Data modeling for APIs. Part 4: Linked Data and SPARQL
In the 4th part of this series of posts we look at a different way of data modeling for APIs, one that is based on Linked Data standards. First, some background and terminology. The terms that define the associated technologies have been the subject of debate, as well as the technologies themselves. In essence, these are Semantic Web technologies we are talking about.
The Semantic Web technology stack is meant to support a “Web of data”, the sort of data you find in databases. The ultimate goal of the Web of data is to enable computers to do more useful work and to develop systems that can support trusted interactions over the network. The term “Semantic Web” refers to W3C’s vision of the Web of linked data. Semantic Web technologies enable people to create data stores on the Web, build vocabularies, and write rules for handling data. Linked data are empowered by technologies such as RDF, SPARQL, and OWL. Let us quickly explain the most relevant ones for our use case.
RDF: Resource Description Format – the data format for the Semantic Web.

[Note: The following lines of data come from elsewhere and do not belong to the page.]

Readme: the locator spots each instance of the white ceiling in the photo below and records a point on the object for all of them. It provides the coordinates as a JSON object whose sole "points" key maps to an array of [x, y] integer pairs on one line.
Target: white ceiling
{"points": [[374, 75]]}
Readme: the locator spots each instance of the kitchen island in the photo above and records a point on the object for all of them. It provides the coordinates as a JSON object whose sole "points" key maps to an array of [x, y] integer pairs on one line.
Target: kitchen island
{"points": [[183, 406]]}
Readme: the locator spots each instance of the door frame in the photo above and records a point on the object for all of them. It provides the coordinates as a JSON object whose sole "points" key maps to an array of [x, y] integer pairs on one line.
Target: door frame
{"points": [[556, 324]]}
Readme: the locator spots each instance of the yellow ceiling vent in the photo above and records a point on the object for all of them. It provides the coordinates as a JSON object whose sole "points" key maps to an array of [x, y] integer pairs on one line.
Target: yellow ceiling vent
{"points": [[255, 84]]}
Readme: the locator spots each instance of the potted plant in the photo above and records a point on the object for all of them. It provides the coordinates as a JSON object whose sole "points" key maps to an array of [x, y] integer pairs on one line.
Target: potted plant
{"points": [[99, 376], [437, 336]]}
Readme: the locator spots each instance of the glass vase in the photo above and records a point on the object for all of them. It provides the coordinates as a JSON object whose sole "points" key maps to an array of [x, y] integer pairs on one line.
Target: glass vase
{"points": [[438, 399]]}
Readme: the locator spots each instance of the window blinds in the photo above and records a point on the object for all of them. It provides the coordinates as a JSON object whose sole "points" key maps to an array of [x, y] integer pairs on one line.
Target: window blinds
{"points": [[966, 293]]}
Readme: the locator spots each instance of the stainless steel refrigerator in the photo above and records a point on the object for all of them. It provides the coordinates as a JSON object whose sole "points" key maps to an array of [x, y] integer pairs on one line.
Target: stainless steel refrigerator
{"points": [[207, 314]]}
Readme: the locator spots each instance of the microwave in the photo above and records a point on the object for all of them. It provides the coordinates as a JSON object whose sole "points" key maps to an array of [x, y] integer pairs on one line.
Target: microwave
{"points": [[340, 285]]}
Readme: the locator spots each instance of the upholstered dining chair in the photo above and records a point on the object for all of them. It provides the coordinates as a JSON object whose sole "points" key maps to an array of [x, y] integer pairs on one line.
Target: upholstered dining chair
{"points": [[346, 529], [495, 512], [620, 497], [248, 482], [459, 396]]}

Can be expressed in different notations/syntaxes (e.g. XML, N3, Turtle etc) but in all cases the essence of it that every RDF statement is a triple: <subject> <predicate> <object> – e.g. <https://www.slideshare.net/scorlosquet/produce-and-consume-linked-data-with-drupal> <isA> <presentation>. In essence RDF is an graph-based entity-attribute-value model.
RDFS: RDF Schema. Language to define RDF schemata (aka vocabularies), using constructs such as subclassing, property types/ranges etc.
Ontology: a ‘specification of a conceptualization’ – or a way to represent knowledge about a domain in a way that is formal and machine-interpretable. Ontologies are more advanced RDF schemata, allowing for extra constrains, specifications etc.
OWL: Web ontology language. The W3C standard for ontology representation. OWL ontologies (as well as their ‘instances’ – the data they specify) can be expressed in RDF.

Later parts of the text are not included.